男は思わぬ自体に逃げ出してしまい。馬車を引いていた主は人間を轢いたと大慌てして。見ていたゲルは慌てて彼女に近付いた。
「レジーナ様は人間では無いから大丈夫だと馬車を引いていた方を必死に慰めておられました。現場のことの対処は私が、相手につきましては居住地の特定なども済んでおりますので、あとの処理は我々が努めております」
テスラは話を聞いてはベンチの上に座ったレディを見下ろすと彼女は「折角頼まれた新しい部品もいくつか破損してしまいまして」と申し訳なさそうに告げることにテスラは何を言えばいいのかわからず。ブリュンヒルデには二つ返事で分かったと告げて、その後の進捗や必要なことがあればといった。
「すまないが帰らせてもらう、レディ歩けるのか?」
「はい、ここまでは歩いてきましたから平気ですわ」
「嘘っスよ、片足しかほとんど動いてないのに心配かけたくないからって歩いてたんスよ。だから帰ってくるのも遅くなったんです!本当に頑固すぎっス」
「レディ……」
テスラは重苦しい声でレディを呼ぶと、彼女はますます背中を丸める姿はまるで人間のような仕草だと言うのにその足の怪我の様子は人とは全く異なるもので、テスラはレディの傍によると、膝を着いてベンチに座る彼女の膝裏と背中に手を添えると難なく彼女を持ち上げた。

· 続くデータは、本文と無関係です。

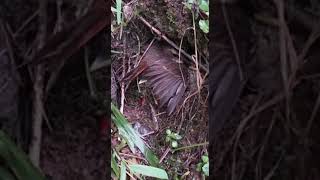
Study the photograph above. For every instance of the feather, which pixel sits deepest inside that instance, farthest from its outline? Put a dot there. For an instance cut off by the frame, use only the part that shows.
(164, 75)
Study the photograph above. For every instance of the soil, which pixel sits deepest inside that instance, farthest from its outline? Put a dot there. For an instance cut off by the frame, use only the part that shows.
(140, 107)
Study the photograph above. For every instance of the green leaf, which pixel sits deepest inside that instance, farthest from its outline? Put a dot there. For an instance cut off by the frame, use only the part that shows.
(204, 25)
(204, 6)
(199, 167)
(16, 161)
(114, 166)
(174, 144)
(176, 136)
(6, 174)
(168, 131)
(205, 159)
(205, 169)
(118, 7)
(128, 133)
(149, 171)
(123, 175)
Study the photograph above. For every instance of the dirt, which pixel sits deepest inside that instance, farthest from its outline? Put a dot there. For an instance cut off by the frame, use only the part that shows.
(191, 120)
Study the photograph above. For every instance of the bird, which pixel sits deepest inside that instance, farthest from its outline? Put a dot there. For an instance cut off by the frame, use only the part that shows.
(165, 74)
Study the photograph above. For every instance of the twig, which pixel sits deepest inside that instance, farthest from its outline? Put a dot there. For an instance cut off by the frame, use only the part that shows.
(164, 155)
(35, 147)
(88, 74)
(313, 116)
(234, 45)
(164, 37)
(122, 85)
(283, 53)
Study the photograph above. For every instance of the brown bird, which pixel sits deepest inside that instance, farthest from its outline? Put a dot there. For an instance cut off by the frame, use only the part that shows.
(163, 73)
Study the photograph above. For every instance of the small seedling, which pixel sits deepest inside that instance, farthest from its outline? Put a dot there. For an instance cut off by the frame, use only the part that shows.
(172, 138)
(203, 7)
(203, 166)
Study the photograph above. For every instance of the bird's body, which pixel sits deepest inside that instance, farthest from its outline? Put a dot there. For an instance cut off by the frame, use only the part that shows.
(164, 74)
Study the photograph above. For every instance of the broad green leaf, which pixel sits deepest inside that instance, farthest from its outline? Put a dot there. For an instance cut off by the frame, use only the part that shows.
(205, 169)
(123, 175)
(17, 161)
(128, 133)
(149, 171)
(204, 25)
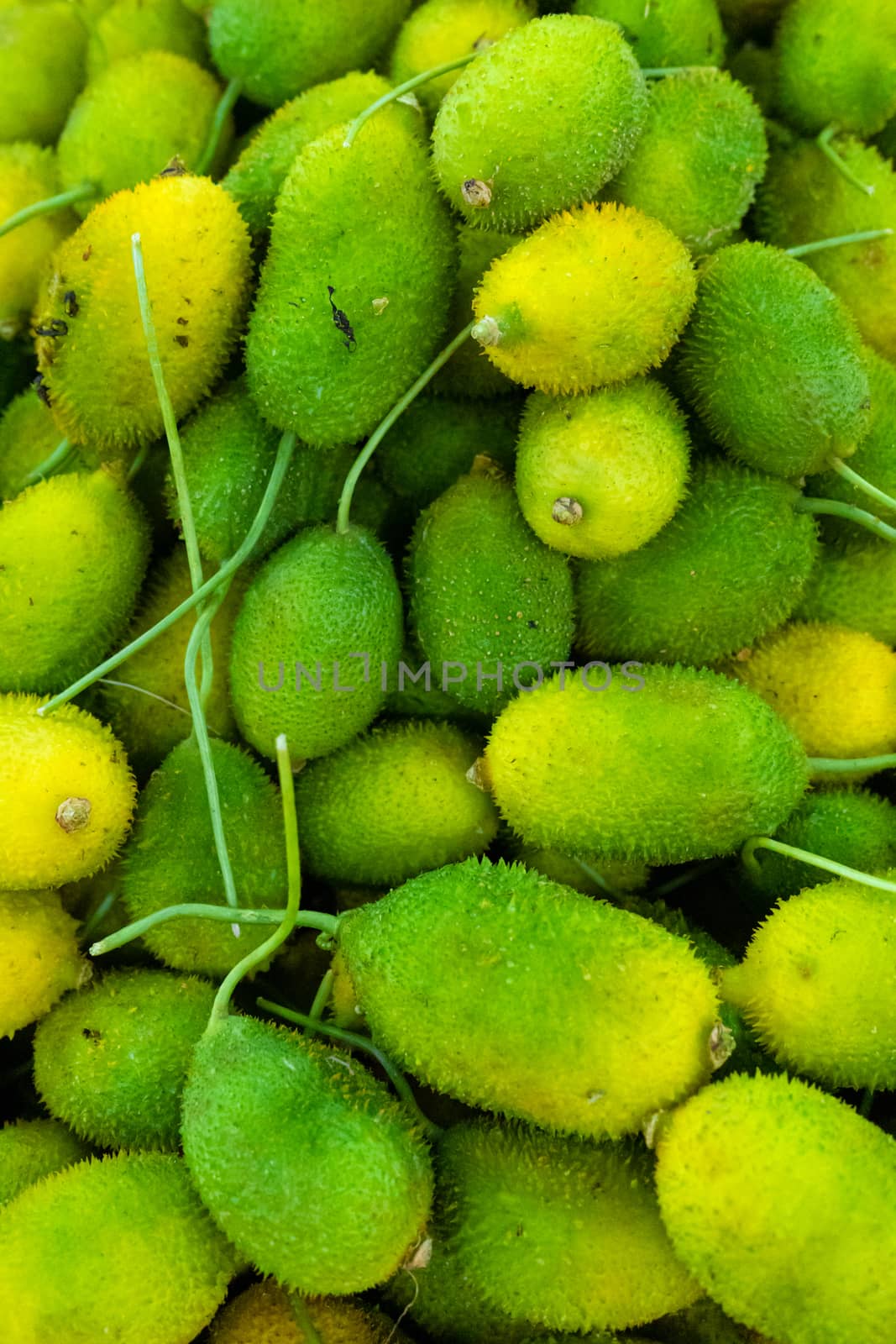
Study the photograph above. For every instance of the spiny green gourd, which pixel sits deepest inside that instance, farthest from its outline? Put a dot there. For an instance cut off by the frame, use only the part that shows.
(594, 296)
(342, 328)
(674, 33)
(620, 1027)
(685, 766)
(539, 121)
(490, 605)
(559, 1230)
(42, 69)
(94, 369)
(112, 1059)
(280, 49)
(255, 179)
(63, 606)
(38, 954)
(819, 983)
(600, 475)
(118, 1247)
(837, 65)
(27, 174)
(699, 160)
(835, 687)
(392, 804)
(165, 101)
(293, 1148)
(170, 858)
(322, 615)
(779, 1200)
(66, 795)
(31, 1149)
(730, 566)
(772, 362)
(439, 30)
(805, 197)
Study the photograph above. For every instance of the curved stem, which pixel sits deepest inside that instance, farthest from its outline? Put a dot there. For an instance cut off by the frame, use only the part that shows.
(385, 423)
(815, 860)
(351, 1038)
(266, 949)
(222, 112)
(239, 557)
(47, 206)
(399, 91)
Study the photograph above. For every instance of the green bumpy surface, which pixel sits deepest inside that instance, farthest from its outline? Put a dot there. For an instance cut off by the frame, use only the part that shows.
(688, 766)
(488, 597)
(170, 857)
(116, 1249)
(699, 160)
(543, 118)
(779, 1200)
(772, 362)
(443, 967)
(318, 600)
(307, 1163)
(324, 355)
(112, 1059)
(730, 566)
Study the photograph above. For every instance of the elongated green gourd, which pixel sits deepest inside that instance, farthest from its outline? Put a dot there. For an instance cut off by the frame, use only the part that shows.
(620, 1027)
(684, 766)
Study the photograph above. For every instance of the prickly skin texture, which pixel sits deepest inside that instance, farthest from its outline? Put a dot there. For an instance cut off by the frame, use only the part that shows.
(168, 105)
(196, 260)
(618, 1030)
(320, 598)
(819, 984)
(43, 763)
(280, 49)
(699, 160)
(170, 858)
(772, 362)
(31, 1149)
(305, 1162)
(543, 118)
(730, 566)
(258, 175)
(837, 65)
(27, 174)
(63, 606)
(558, 1230)
(324, 358)
(486, 593)
(112, 1059)
(114, 1249)
(621, 454)
(688, 766)
(835, 687)
(805, 197)
(38, 956)
(779, 1200)
(594, 296)
(392, 804)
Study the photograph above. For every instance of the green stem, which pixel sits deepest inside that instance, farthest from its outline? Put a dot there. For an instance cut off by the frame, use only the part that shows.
(399, 91)
(849, 511)
(266, 949)
(190, 911)
(46, 207)
(385, 427)
(222, 112)
(815, 860)
(351, 1038)
(239, 557)
(60, 456)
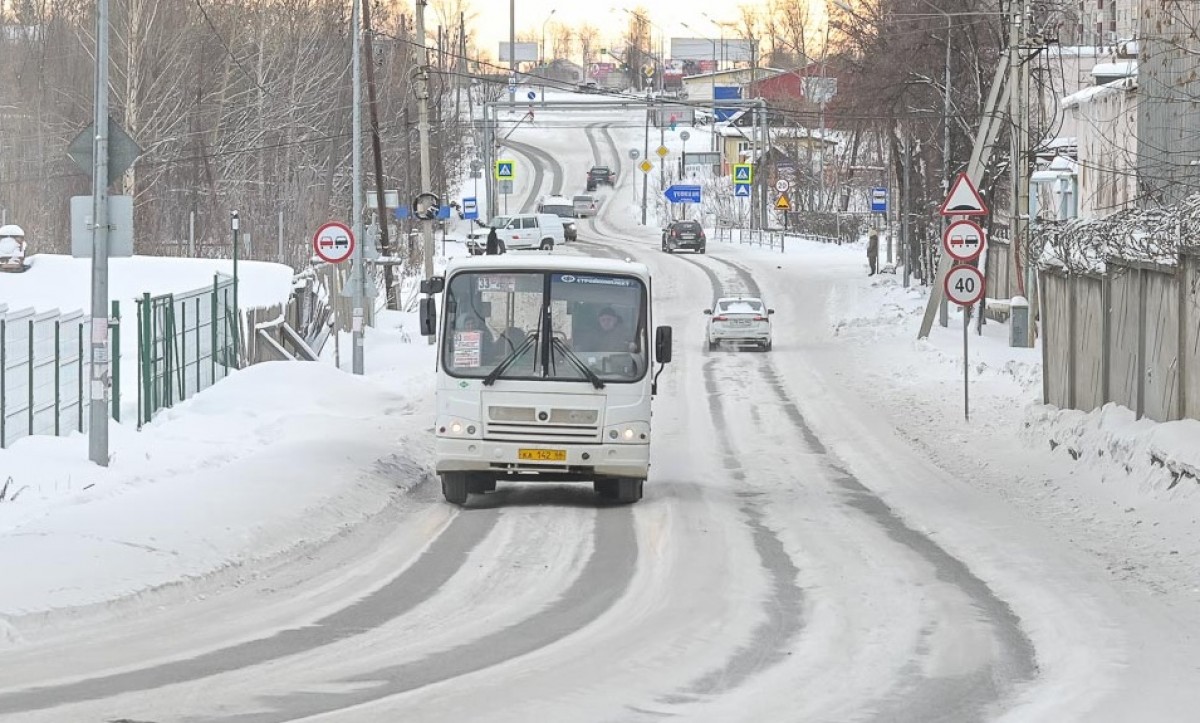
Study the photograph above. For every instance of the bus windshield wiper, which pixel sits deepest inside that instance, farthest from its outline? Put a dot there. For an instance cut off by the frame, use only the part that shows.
(579, 363)
(508, 360)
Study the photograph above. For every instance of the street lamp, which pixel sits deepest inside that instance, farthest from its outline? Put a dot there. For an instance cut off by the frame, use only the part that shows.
(544, 37)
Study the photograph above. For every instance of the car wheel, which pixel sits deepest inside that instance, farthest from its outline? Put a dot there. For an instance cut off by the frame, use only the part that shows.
(454, 487)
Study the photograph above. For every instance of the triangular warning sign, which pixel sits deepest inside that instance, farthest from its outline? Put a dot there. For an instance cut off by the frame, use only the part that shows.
(964, 199)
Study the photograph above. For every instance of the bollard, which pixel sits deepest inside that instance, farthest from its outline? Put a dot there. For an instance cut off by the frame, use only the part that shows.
(1019, 322)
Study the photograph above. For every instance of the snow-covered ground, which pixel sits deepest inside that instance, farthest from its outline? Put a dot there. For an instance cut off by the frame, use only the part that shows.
(1085, 525)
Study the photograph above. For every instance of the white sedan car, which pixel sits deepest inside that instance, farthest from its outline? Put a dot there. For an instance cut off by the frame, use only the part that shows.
(739, 321)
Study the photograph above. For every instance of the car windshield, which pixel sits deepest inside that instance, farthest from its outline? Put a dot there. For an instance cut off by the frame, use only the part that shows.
(741, 306)
(598, 320)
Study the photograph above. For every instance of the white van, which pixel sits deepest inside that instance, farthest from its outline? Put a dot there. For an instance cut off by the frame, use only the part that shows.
(522, 231)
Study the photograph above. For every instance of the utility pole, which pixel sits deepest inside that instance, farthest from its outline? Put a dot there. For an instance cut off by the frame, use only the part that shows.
(358, 273)
(101, 365)
(646, 154)
(423, 131)
(943, 311)
(377, 150)
(513, 51)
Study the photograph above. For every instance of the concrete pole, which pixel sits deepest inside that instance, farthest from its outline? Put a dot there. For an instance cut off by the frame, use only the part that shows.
(101, 365)
(358, 280)
(513, 52)
(943, 311)
(423, 132)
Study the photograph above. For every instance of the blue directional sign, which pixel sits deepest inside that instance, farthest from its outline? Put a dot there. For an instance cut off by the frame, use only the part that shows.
(469, 209)
(879, 199)
(678, 193)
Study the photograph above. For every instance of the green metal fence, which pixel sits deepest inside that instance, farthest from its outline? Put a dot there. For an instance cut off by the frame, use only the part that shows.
(43, 370)
(186, 342)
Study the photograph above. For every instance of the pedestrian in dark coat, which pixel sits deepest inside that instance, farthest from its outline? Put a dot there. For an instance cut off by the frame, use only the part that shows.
(873, 251)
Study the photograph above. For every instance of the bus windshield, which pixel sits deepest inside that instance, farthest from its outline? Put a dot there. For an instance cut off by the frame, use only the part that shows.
(544, 326)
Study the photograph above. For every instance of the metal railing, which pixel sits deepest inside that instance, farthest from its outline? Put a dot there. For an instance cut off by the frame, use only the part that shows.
(186, 342)
(43, 370)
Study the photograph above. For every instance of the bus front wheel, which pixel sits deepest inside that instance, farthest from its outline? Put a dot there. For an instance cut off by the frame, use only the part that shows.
(454, 487)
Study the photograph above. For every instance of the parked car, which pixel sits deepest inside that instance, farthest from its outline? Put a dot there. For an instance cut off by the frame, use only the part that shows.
(600, 175)
(585, 205)
(563, 208)
(739, 321)
(684, 234)
(521, 231)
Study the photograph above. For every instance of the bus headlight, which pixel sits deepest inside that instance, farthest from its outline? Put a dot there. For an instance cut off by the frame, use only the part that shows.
(631, 432)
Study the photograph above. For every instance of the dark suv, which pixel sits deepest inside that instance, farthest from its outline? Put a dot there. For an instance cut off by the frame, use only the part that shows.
(600, 174)
(684, 234)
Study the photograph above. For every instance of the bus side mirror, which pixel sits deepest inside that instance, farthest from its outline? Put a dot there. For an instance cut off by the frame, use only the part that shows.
(429, 317)
(663, 345)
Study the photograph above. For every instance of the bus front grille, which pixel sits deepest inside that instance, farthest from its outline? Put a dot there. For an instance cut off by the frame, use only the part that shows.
(529, 424)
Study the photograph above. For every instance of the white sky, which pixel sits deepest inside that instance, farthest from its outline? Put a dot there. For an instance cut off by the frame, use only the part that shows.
(492, 23)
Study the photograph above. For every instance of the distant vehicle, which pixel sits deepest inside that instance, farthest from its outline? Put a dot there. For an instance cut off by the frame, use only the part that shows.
(684, 234)
(739, 321)
(600, 175)
(521, 231)
(564, 209)
(585, 205)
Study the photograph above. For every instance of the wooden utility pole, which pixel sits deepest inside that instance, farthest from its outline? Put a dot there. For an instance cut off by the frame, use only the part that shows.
(381, 204)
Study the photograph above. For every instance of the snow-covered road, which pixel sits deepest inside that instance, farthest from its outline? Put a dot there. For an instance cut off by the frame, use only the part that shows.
(795, 559)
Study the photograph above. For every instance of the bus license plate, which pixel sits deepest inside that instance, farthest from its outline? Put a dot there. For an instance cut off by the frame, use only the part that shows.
(543, 455)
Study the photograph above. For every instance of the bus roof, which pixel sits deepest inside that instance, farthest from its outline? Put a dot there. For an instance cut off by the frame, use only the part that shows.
(540, 262)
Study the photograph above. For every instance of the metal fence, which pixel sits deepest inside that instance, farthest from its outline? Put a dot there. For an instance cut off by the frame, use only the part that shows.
(186, 342)
(1131, 336)
(42, 372)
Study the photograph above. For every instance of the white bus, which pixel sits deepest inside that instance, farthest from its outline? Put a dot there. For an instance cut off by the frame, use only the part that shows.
(544, 372)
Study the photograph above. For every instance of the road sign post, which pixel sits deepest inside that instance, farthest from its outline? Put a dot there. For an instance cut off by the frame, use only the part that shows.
(965, 285)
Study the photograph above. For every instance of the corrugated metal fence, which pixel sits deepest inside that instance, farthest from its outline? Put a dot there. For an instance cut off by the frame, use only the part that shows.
(42, 372)
(1131, 336)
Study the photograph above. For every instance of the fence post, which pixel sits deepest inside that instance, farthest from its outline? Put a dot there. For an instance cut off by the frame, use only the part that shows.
(1107, 338)
(115, 335)
(145, 344)
(168, 347)
(4, 366)
(29, 414)
(1141, 341)
(1045, 344)
(58, 375)
(81, 375)
(1181, 281)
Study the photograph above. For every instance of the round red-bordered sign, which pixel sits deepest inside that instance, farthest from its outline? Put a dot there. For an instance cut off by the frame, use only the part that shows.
(964, 240)
(334, 242)
(964, 285)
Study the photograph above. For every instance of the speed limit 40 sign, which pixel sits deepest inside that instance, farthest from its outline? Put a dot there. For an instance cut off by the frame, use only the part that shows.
(964, 285)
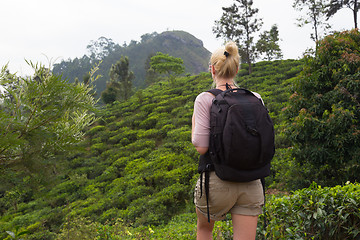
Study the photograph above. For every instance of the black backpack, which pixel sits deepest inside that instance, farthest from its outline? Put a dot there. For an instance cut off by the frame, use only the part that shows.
(241, 138)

背後にいたエジソン達にもゲルやブリュンヒルデにもなにも言わず、テスラが歩みを進めていくとレディは彼の腕の中で困惑したような顔を浮かべながらも自分の足を撫でた。ちぎれかけた足は人間の足には見えず。
普段とは違うテスラの表情を見つめた彼女は彼の腕の中でただ顔を俯かせた。
「すみません博士」
そういったレディの声に返事もせずにテスラはただ歩みを進めた。
ヴァルハラの空はすっかりと夜へと向かっていき、星々が帰路を辿るように照らすのだった。